Which are your current projects involving data privacy and transparency?
We wrote a grant for DTL, which got a travel grant, that’s why I’m here, which is on identifying privacy leakages in personal assistant devices. That project is on understanding data from personal assistants, such as Google Home or Alexa. All these are really used for short lifestyle tasks, such as navigation, maybe seeing whether a restaurant is open, checking the weather, smart home controls and going out in Friday nights for dinner options, or takeout options nearby, things like that. And these are very more revealing of a person’s personal information, such as age, gender, location, that’s a big thing, as a focus. And all these things can be more revealed by using these short commands, rather than big Google searches or search engine usages that people have because those are more targeted information when they want to gather more information on a certain subject, but these personal assistant commands are more lifestyle oriented are for simple small things that people want to search. And the project involves being able to identify this personal information using these commands, how much personal information does these commands actually reveal and we won’t know until we actually apply machine learning to see what kind of commands and how they come together. For example, I can buy a stroller and that could actually indicate that I have a kid, or I could be a woman and I could buy something for a man putting that I’m married, or music preferences, dietary preferences, like I’m a vegetarian or I like these foods. All these are nuanced information about a user beyond location, or age, or gender. And those could actually lead to much more privacy invasion than the user would like, and we saw in a talk today how vegetarianism or other dietary preferences, credit scores, all those things can be very, very damaging and that’s what I’m trying to do, whether these commands come together and reveal information.

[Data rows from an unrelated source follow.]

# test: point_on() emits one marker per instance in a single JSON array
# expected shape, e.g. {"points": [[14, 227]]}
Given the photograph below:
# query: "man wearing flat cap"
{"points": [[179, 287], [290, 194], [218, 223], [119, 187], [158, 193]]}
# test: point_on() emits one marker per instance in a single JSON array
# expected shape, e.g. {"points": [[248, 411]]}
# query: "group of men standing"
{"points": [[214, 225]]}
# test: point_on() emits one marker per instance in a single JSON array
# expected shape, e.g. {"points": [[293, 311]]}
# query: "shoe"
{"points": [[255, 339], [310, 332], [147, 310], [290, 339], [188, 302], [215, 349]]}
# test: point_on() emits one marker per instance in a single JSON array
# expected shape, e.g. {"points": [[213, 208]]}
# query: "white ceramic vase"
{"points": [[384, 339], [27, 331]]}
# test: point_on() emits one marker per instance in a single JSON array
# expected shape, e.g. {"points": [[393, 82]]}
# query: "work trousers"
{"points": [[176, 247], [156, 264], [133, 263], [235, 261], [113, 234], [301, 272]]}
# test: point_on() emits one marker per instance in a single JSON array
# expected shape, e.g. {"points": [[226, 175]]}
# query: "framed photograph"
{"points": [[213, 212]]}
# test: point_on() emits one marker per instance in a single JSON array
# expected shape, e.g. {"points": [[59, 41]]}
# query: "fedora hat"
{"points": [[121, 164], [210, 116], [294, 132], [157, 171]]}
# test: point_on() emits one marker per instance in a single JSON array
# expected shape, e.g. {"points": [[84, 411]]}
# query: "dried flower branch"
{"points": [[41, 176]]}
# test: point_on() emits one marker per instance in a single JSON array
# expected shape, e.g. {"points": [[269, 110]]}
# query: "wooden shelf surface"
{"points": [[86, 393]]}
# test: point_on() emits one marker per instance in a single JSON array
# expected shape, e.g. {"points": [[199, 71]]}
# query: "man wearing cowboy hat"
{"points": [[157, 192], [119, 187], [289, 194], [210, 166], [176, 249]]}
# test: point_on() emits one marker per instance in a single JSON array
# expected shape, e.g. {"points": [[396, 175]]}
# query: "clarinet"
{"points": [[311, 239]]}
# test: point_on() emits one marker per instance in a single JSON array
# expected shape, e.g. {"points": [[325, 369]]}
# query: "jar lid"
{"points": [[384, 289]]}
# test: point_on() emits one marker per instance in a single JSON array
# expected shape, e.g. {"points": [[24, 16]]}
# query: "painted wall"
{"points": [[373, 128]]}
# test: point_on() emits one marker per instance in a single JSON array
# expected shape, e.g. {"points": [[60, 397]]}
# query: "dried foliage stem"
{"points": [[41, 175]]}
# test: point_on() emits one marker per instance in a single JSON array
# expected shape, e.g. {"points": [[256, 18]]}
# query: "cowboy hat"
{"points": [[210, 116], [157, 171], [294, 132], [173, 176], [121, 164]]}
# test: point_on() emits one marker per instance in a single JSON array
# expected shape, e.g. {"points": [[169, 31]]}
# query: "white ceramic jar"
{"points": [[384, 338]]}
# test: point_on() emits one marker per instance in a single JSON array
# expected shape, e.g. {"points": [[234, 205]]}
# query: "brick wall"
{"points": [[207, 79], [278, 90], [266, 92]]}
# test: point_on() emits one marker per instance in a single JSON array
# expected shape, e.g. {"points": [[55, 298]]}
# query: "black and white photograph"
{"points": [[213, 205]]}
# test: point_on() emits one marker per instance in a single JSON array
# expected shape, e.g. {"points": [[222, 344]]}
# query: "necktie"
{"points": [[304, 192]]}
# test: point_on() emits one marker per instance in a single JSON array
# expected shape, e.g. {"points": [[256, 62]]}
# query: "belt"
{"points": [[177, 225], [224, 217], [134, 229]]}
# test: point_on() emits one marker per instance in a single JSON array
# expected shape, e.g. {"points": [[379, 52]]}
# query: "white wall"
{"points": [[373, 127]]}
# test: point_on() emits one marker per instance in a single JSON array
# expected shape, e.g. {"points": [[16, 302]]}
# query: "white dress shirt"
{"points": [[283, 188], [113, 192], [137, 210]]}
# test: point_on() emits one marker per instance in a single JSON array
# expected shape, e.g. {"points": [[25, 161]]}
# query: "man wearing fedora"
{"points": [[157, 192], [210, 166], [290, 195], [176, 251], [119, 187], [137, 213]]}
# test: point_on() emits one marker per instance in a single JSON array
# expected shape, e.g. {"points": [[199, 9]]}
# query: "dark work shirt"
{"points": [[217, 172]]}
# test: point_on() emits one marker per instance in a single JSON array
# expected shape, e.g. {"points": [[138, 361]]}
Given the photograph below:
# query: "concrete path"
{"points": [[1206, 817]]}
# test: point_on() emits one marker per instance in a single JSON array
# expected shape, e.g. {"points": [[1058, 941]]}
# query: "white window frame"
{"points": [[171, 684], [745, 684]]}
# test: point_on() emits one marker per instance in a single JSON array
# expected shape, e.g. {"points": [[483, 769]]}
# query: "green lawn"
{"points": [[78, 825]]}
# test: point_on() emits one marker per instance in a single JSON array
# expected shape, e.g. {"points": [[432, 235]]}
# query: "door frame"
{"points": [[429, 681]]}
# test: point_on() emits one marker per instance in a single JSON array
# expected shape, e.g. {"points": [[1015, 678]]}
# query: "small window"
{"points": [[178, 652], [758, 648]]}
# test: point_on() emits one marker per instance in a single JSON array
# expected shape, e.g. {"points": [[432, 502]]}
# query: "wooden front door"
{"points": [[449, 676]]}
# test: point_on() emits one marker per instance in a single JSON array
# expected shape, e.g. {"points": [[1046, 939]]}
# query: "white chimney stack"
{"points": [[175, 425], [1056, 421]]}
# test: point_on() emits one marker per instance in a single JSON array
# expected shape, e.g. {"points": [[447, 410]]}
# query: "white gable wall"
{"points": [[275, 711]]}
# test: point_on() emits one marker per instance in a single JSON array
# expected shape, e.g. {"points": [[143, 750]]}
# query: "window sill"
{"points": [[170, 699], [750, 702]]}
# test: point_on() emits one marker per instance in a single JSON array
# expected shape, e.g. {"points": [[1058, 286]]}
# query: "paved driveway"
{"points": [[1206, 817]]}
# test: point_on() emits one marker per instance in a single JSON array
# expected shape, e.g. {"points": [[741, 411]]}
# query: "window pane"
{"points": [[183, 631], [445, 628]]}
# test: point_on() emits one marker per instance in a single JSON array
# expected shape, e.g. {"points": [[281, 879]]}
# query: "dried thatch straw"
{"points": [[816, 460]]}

What do you think of the data transparency lab?
I think it’s a really, really nice effort and very, very timely and very much needed indeed because data transparency is of the most importance and to the extent that there’s a lot of data like a huge amount of data that’s being collected and most of it is collected without the users knowledge in many, many ways and also most of the data is stored in places where they could be hacked and also the data could be used by apps or other things or even malicious entities if they get access to the data they would use it for wrong purposes and should definitely be stopped. And I think there are lots of different dimensions to this data transparency and I think Data Transparency Lab brings all these together in a nice way. I think that while all this data collected is very, very important. There’s also very significant side to the models, which I was talking about earlier, from the models and how they use data and that is going to give us real insight into how to prevent this from happening.